Suara.com - Direktur Reserse Kriminal Umum (Direskrimum) Polda Metro Jaya, Kombes Hengki Haryadi menyebut proses eksekusi perdagangan organ ginjal di Kamboja dilakukan di rumah sakit militer. Rumah sakit militer tersebut bernama Preah Ket Mealea yang berlokasi di Phnom Penh.
"Iya, RS militer di Phnom Penh," kata Hengki di Polda Metro Jaya, Jumat (21/7/2023).
Tim gabungan, lanjut Hengki, bahkan sempat kesulitan saat berupaya menyelamatkan 14 korban yang hendak diekseskusi di rumah sakit tersebut. Sampai pada akhirnya korban dibawa kabur oleh tersangka melalui jalur darat ke Vietnam dalam kondisi usai menjalani operasi.

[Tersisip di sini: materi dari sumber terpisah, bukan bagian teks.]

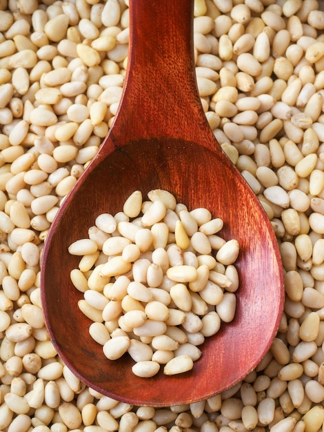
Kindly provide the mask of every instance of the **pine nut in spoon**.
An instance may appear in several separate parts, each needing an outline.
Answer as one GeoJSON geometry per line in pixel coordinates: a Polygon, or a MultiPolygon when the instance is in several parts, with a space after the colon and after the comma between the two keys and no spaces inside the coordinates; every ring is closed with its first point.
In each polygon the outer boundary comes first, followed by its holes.
{"type": "Polygon", "coordinates": [[[130,1],[128,72],[116,119],[62,204],[42,257],[42,302],[58,353],[87,385],[139,406],[204,400],[243,380],[269,349],[283,308],[282,265],[271,224],[216,142],[201,107],[193,3],[130,1]],[[203,355],[192,371],[141,378],[132,373],[130,357],[108,360],[89,335],[91,322],[77,306],[81,293],[70,281],[78,257],[68,247],[87,237],[97,216],[119,211],[134,190],[145,195],[159,188],[224,221],[222,237],[240,244],[240,286],[233,322],[199,346],[203,355]]]}

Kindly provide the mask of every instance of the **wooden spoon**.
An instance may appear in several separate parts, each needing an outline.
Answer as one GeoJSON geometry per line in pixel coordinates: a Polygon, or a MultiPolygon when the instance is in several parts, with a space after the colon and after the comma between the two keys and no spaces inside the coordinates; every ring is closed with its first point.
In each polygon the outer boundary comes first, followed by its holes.
{"type": "Polygon", "coordinates": [[[218,145],[198,94],[193,0],[131,0],[128,72],[118,115],[98,155],[65,199],[45,242],[41,295],[54,346],[84,383],[134,405],[206,399],[251,372],[269,349],[283,307],[282,265],[270,222],[218,145]],[[172,193],[189,209],[205,207],[237,239],[240,287],[234,320],[200,348],[192,371],[135,376],[124,355],[107,360],[88,334],[90,321],[70,280],[79,258],[68,252],[101,213],[122,209],[135,190],[172,193]]]}

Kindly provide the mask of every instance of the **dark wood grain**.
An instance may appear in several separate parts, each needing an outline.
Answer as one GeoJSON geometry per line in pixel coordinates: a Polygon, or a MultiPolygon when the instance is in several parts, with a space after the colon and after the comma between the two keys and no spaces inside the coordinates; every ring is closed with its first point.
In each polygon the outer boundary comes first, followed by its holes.
{"type": "Polygon", "coordinates": [[[130,1],[130,43],[122,103],[99,153],[63,204],[45,242],[41,296],[47,326],[63,361],[85,383],[134,405],[205,399],[242,380],[277,331],[283,307],[282,266],[270,221],[223,153],[201,108],[194,75],[192,0],[130,1]],[[235,319],[201,347],[192,371],[143,379],[125,355],[108,360],[78,310],[72,285],[79,259],[68,246],[87,236],[101,213],[122,208],[134,190],[170,190],[190,209],[203,206],[241,245],[235,319]]]}

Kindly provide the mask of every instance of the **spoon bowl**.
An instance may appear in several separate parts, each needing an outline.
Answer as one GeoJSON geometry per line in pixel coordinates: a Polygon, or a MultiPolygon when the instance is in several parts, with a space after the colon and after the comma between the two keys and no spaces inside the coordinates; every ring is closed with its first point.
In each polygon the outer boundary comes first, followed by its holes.
{"type": "Polygon", "coordinates": [[[41,298],[52,343],[85,384],[133,405],[170,406],[206,399],[251,372],[270,348],[283,308],[282,265],[271,224],[254,194],[218,145],[194,75],[193,1],[130,1],[128,73],[112,128],[65,198],[45,241],[41,298]],[[235,317],[199,348],[192,371],[152,378],[133,374],[124,355],[108,360],[79,310],[83,295],[70,273],[79,257],[68,246],[88,237],[102,213],[122,210],[135,190],[171,192],[189,210],[205,207],[236,239],[240,286],[235,317]]]}

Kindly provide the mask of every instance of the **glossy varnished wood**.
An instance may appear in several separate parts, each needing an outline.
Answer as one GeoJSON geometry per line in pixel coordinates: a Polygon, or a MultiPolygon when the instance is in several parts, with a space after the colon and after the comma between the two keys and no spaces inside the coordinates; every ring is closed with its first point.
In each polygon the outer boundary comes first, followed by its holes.
{"type": "Polygon", "coordinates": [[[135,405],[167,406],[207,398],[249,373],[268,350],[283,305],[282,267],[271,224],[205,119],[193,60],[192,0],[130,1],[128,74],[118,115],[98,155],[63,204],[43,254],[41,295],[53,344],[82,381],[135,405]],[[88,334],[72,285],[79,259],[68,246],[87,236],[101,213],[122,208],[134,190],[173,193],[190,209],[222,217],[221,235],[241,245],[240,288],[233,322],[201,346],[192,371],[134,376],[125,355],[111,362],[88,334]]]}

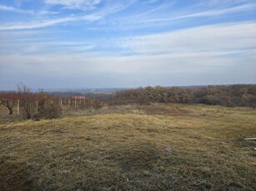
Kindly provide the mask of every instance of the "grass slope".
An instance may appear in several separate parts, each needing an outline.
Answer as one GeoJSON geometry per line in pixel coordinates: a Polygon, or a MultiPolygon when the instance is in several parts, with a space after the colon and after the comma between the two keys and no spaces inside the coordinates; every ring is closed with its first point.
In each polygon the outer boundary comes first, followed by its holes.
{"type": "Polygon", "coordinates": [[[123,107],[52,120],[2,120],[0,188],[256,189],[256,143],[243,139],[256,136],[255,110],[123,107]]]}

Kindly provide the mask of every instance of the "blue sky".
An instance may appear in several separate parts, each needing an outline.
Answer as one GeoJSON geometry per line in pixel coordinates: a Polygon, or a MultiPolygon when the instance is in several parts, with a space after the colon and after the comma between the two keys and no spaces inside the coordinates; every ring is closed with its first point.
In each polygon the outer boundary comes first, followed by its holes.
{"type": "Polygon", "coordinates": [[[0,90],[256,83],[254,0],[1,0],[0,90]]]}

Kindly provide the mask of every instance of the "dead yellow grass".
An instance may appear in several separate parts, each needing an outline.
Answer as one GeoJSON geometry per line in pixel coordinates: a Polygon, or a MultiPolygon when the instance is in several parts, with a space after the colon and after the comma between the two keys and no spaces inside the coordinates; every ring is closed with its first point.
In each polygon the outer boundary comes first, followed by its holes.
{"type": "Polygon", "coordinates": [[[256,136],[255,110],[187,105],[103,110],[2,121],[0,188],[256,189],[256,144],[243,139],[256,136]]]}

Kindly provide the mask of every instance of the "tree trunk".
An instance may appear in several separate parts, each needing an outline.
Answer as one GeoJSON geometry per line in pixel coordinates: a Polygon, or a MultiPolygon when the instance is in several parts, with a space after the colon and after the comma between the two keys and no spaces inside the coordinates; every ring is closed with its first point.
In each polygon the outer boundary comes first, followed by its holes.
{"type": "Polygon", "coordinates": [[[11,106],[7,107],[9,110],[9,115],[13,115],[13,108],[11,106]]]}

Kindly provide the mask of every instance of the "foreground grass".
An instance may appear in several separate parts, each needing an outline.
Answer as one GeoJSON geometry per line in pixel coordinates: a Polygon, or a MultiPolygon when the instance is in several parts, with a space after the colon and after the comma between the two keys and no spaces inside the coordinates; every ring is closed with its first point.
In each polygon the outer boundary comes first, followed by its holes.
{"type": "Polygon", "coordinates": [[[154,105],[97,112],[2,121],[0,188],[256,189],[256,144],[243,140],[256,136],[253,109],[154,105]]]}

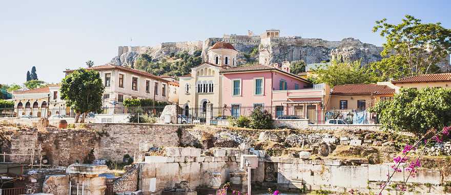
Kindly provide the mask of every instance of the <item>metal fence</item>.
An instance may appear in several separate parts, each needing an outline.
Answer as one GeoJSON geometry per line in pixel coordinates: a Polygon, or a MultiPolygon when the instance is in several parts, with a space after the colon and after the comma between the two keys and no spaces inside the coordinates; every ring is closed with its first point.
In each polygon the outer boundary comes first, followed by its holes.
{"type": "Polygon", "coordinates": [[[256,109],[266,110],[273,119],[308,119],[316,124],[375,124],[377,115],[366,109],[317,110],[315,106],[283,105],[212,107],[211,119],[236,119],[249,117],[256,109]]]}

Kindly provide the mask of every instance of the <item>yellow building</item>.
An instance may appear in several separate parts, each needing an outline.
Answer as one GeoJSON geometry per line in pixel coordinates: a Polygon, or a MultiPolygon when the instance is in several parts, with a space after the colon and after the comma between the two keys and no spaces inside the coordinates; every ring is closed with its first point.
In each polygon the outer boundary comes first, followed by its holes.
{"type": "Polygon", "coordinates": [[[337,85],[331,91],[326,108],[328,110],[366,109],[379,100],[393,99],[395,91],[395,89],[379,84],[337,85]]]}

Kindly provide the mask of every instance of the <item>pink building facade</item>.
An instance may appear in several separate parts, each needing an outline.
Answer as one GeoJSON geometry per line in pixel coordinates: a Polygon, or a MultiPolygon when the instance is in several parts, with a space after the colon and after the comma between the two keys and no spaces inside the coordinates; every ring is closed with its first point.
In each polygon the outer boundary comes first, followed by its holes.
{"type": "Polygon", "coordinates": [[[263,107],[273,116],[303,116],[317,120],[326,98],[324,85],[314,85],[274,67],[256,65],[222,71],[224,109],[236,117],[263,107]],[[247,110],[249,109],[250,110],[247,110]]]}

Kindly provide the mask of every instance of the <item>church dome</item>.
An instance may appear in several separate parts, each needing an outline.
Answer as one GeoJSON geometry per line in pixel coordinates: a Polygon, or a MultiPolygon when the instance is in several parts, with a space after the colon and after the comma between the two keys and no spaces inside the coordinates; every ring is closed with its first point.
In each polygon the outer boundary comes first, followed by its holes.
{"type": "Polygon", "coordinates": [[[210,48],[210,49],[231,49],[236,51],[236,49],[235,49],[235,47],[234,47],[232,44],[223,41],[215,43],[215,45],[213,45],[213,47],[210,48]]]}

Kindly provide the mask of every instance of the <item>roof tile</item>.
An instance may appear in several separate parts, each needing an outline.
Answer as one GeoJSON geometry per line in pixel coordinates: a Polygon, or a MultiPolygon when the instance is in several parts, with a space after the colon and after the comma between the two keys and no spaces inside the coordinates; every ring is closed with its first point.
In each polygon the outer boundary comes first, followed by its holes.
{"type": "Polygon", "coordinates": [[[334,95],[352,94],[382,95],[395,93],[395,89],[386,85],[376,84],[346,84],[334,87],[332,93],[334,95]]]}

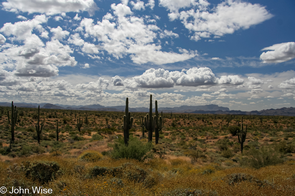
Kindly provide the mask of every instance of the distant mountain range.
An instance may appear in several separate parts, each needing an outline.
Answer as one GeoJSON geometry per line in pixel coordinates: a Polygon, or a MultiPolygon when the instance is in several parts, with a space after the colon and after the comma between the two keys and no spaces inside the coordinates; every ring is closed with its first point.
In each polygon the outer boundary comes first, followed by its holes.
{"type": "MultiPolygon", "coordinates": [[[[94,104],[86,106],[63,105],[60,104],[53,104],[47,103],[14,103],[14,105],[19,107],[37,108],[40,106],[41,108],[58,110],[93,110],[96,111],[125,111],[125,106],[105,107],[94,104]]],[[[0,106],[11,107],[11,103],[0,102],[0,106]]],[[[130,111],[132,112],[148,112],[149,110],[147,107],[141,107],[129,108],[130,111]]],[[[279,109],[269,109],[260,111],[256,110],[251,111],[244,111],[240,110],[230,110],[228,107],[218,106],[217,105],[211,104],[204,106],[182,106],[179,107],[159,107],[158,111],[163,112],[170,113],[191,113],[197,114],[229,114],[232,115],[281,115],[285,116],[295,116],[295,108],[292,107],[283,107],[279,109]]],[[[155,108],[153,109],[154,112],[155,108]]]]}

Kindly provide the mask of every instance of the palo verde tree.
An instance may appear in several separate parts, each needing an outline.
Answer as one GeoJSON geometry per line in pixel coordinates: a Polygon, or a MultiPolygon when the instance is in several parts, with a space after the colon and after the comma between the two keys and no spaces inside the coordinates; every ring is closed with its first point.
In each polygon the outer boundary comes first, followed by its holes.
{"type": "Polygon", "coordinates": [[[131,117],[131,112],[129,111],[128,108],[128,98],[126,98],[126,107],[125,109],[125,115],[123,116],[123,125],[122,129],[124,132],[124,143],[125,145],[128,145],[129,140],[129,129],[132,127],[133,117],[131,117]]]}
{"type": "Polygon", "coordinates": [[[7,117],[8,122],[11,125],[11,142],[14,142],[14,127],[16,123],[17,118],[17,110],[16,107],[13,105],[13,102],[11,102],[11,119],[9,119],[9,112],[7,111],[7,117]]]}
{"type": "Polygon", "coordinates": [[[246,139],[246,135],[247,134],[247,126],[246,124],[246,128],[245,130],[244,130],[244,126],[243,124],[243,116],[242,117],[242,123],[240,124],[239,123],[238,126],[241,126],[241,129],[240,130],[237,131],[238,132],[238,142],[241,144],[241,152],[243,153],[243,145],[244,142],[245,141],[246,139]]]}
{"type": "Polygon", "coordinates": [[[38,123],[36,125],[36,131],[37,132],[37,138],[38,139],[38,143],[40,143],[40,135],[42,133],[42,128],[43,127],[43,123],[41,123],[41,127],[40,127],[40,106],[38,107],[38,123]]]}
{"type": "Polygon", "coordinates": [[[157,100],[155,102],[156,106],[156,125],[155,129],[155,137],[156,141],[156,144],[157,144],[159,142],[159,132],[162,131],[162,129],[164,126],[164,118],[162,118],[162,113],[161,113],[161,116],[159,117],[159,112],[158,112],[158,102],[157,100]]]}
{"type": "Polygon", "coordinates": [[[151,142],[152,140],[152,132],[155,131],[156,128],[156,116],[152,116],[152,95],[150,98],[150,112],[147,114],[144,117],[144,127],[148,132],[148,141],[151,142]]]}

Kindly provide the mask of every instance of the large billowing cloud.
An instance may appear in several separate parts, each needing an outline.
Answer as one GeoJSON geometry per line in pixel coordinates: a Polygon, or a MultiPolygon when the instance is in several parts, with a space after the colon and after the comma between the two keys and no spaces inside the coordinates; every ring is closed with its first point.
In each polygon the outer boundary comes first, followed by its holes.
{"type": "MultiPolygon", "coordinates": [[[[114,3],[111,7],[114,15],[108,13],[96,24],[91,19],[82,20],[81,27],[99,43],[95,46],[96,50],[84,49],[83,52],[96,51],[93,54],[98,53],[99,50],[105,50],[117,59],[129,55],[134,62],[138,64],[149,62],[157,64],[173,63],[198,55],[197,51],[181,48],[179,49],[179,53],[161,51],[161,45],[154,43],[159,37],[177,37],[178,35],[171,31],[162,31],[154,24],[146,24],[143,18],[132,16],[130,8],[125,4],[114,3]],[[116,23],[110,21],[114,19],[116,23]]],[[[72,39],[74,40],[71,41],[73,42],[75,40],[72,39]]]]}
{"type": "Polygon", "coordinates": [[[132,80],[126,79],[123,82],[125,86],[131,88],[170,88],[175,85],[237,86],[243,82],[244,80],[236,75],[223,76],[220,79],[208,68],[193,68],[187,71],[186,74],[178,71],[169,72],[164,69],[152,68],[146,70],[142,75],[134,77],[132,80]]]}
{"type": "Polygon", "coordinates": [[[62,12],[88,11],[90,15],[98,9],[93,0],[7,0],[2,3],[6,11],[52,15],[62,12]]]}
{"type": "Polygon", "coordinates": [[[76,87],[84,89],[95,90],[106,89],[109,84],[108,80],[100,77],[96,82],[90,82],[87,84],[79,84],[76,85],[76,87]]]}
{"type": "Polygon", "coordinates": [[[295,58],[295,42],[275,44],[261,50],[271,50],[264,52],[260,55],[260,59],[264,63],[284,62],[295,58]]]}
{"type": "Polygon", "coordinates": [[[186,28],[194,32],[190,38],[196,41],[249,28],[273,16],[259,4],[227,0],[208,10],[209,4],[205,0],[161,0],[160,3],[170,11],[170,20],[179,19],[186,28]],[[179,9],[188,7],[179,12],[179,9]]]}
{"type": "Polygon", "coordinates": [[[32,20],[4,24],[0,32],[21,44],[12,42],[13,44],[6,43],[2,48],[0,53],[2,68],[14,70],[18,76],[48,77],[58,74],[57,67],[76,65],[75,57],[70,56],[73,50],[58,40],[65,38],[69,32],[59,26],[51,29],[51,40],[44,43],[40,39],[39,36],[47,32],[42,25],[47,20],[45,15],[38,15],[32,20]]]}

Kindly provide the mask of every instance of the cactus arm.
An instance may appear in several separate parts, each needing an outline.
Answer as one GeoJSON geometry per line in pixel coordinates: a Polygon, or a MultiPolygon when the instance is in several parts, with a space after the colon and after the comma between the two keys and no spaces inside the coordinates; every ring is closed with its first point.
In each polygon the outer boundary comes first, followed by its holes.
{"type": "Polygon", "coordinates": [[[123,129],[125,130],[127,128],[127,121],[126,120],[126,115],[125,115],[123,116],[123,129]]]}
{"type": "Polygon", "coordinates": [[[133,123],[133,117],[131,117],[129,123],[129,128],[131,129],[132,127],[132,123],[133,123]]]}
{"type": "Polygon", "coordinates": [[[144,118],[144,127],[145,127],[145,129],[147,129],[147,131],[148,131],[149,128],[148,128],[148,114],[147,114],[147,116],[145,116],[144,118]]]}
{"type": "Polygon", "coordinates": [[[9,111],[7,111],[7,117],[8,117],[8,122],[10,124],[11,124],[11,123],[10,122],[10,119],[9,119],[9,111]]]}
{"type": "Polygon", "coordinates": [[[124,142],[126,146],[129,140],[129,129],[131,128],[133,122],[133,117],[131,117],[131,112],[128,111],[128,98],[126,98],[125,115],[123,116],[123,125],[122,128],[124,132],[124,142]]]}

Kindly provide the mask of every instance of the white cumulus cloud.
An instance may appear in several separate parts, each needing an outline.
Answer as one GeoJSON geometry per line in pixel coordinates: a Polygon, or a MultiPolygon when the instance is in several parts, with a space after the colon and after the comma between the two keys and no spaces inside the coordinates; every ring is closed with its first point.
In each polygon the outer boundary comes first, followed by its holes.
{"type": "Polygon", "coordinates": [[[295,58],[295,42],[275,44],[261,50],[271,50],[264,52],[260,55],[260,59],[264,63],[284,62],[295,58]]]}
{"type": "Polygon", "coordinates": [[[92,15],[98,9],[93,0],[7,0],[2,4],[7,11],[28,12],[30,14],[46,13],[48,15],[84,11],[92,15]]]}

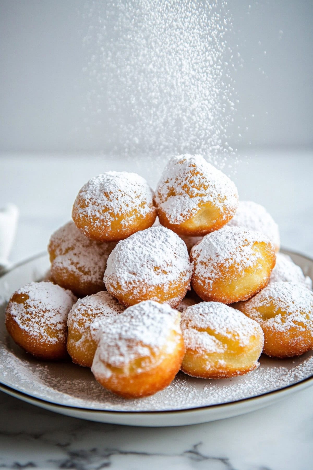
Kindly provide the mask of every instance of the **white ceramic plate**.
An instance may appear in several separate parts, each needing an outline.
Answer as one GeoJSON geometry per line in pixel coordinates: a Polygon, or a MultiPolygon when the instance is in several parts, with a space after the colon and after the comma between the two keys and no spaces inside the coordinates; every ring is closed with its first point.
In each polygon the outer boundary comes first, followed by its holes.
{"type": "MultiPolygon", "coordinates": [[[[313,260],[289,252],[313,277],[313,260]]],[[[0,389],[25,401],[69,416],[139,426],[177,426],[247,413],[313,384],[313,353],[276,360],[261,356],[260,366],[246,376],[222,380],[195,379],[182,373],[152,397],[126,400],[103,389],[90,370],[65,362],[39,361],[8,335],[5,308],[11,294],[41,278],[46,255],[16,266],[0,278],[0,389]]]]}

"Mereka (korban) dilarikan dari rumah sakit padahal baru operasi. Diinapkan di hotel depan bandara Pnom Penh, kemudian disewakan mobil kendaraan untuk jalan darat ke Vietnam, dari Vietnam baru ke Malaysia, Malaysia ke Bali," beber Hengki.
Sindikat ini menurut Hengki telah melakukan aksi kejahatannya sejak 2019 lali. Mereka memperoleh omzet hingga Rp24,4 miliar dari hasil penjualan 122 organ ginjal.
"Total omzet penjualan organ sebesar kurang lebih Rp24,4 miliar," ungkap Hengki.
Adapun, harga jual daripada satu organ ginjal di Kamboja mencapai Rp200 juta. Para tersangka memperoleh untung Rp65 juta dari satu organ.
"Kemudian Rp135 juta dibayar ke pendonor. Sidikat terima Rp65 juta perorang dipotong ongkos operasional pembuatan paspor, naik angkutan dari bandara ke rumah sakit dan sebagainya," jelasnya.
Tranplantasi di Indonesia
Baca Juga: Terlibat Kasus TPPO Perdagangan Ginjal Internasional, Berapa Gaji Aipda M?
Diberitakan sebelumnya sembilan dari 10 tersangka utama perdagangan organ ginjal ini merupakan mantan pendonor. Bahkan salah satunya melakukan proses transplantasi di Indonesia.